Moving Away from the Tip of the Pyramid: Screening and Brief Intervention for Risky Alcohol and Opioid Use in Underserved Patients

Document Type


Publication Date



Purpose: Rates of risky substance use and substance use disorders are high in primary-care practices, yet the adoption of universal screening and brief intervention (SBI) has been slow and uneven. This study aimed to describe SBI-related attitudes, practices, and perspectives regarding practice change among medical providers in a minority-majority state.

Methods: We conducted a cross-sectional, on-line survey of a practice-based research network of medical providers serving predominantly Hispanic/Latinx and Native American patients in rural and urban settings. The main variables were clinician 1) perspectives on the need to address substance use problems in primary care, 2) current screening and intervention practices, and 3) satisfaction with and willingness to make changes to their practices.

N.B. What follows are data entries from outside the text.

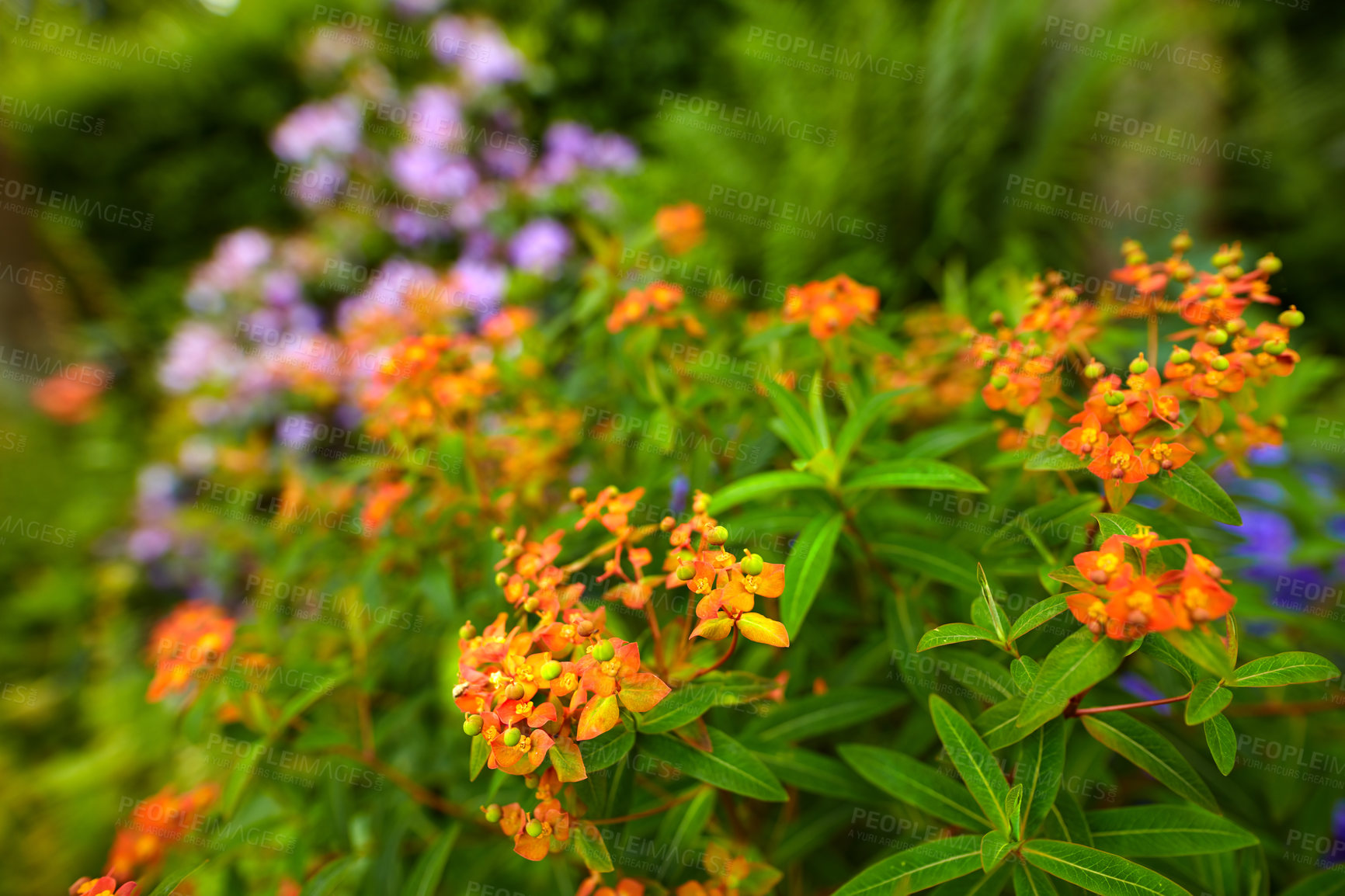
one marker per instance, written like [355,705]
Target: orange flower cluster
[194,637]
[657,306]
[1124,604]
[830,306]
[156,822]
[681,227]
[95,887]
[1146,422]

Results: Although providers endorsed alcohol and opiate misuse to be significant problems in their practices, only 25% conducted universal screening. Providers reported focusing most of their screening efforts on those with substance use dependence. In general, providers rated importance of and ability to make practice changes moderately high. There was high interest in practice coordination with the community followed by interest in a collaborative care approach.

Conclusions: Providers mainly focus efforts on the relatively few patients at the tip of the pyramid (substance use dependence) rather than on the majority of patients who comprise the middle of the pyramid (risky substance use). Practice change strategies are needed to increase universal screening with a focus on risky substance use, particularly in practices serving racial/ethnic communities.


Research reported in this publication was supported by the National Institute on Minority Health and Health Disparities of the National Institutes of Health under Award 1P20MD004811-01. The content is solely the responsibility of the authors and does not necessarily represent the official views of the National Institutes of Health.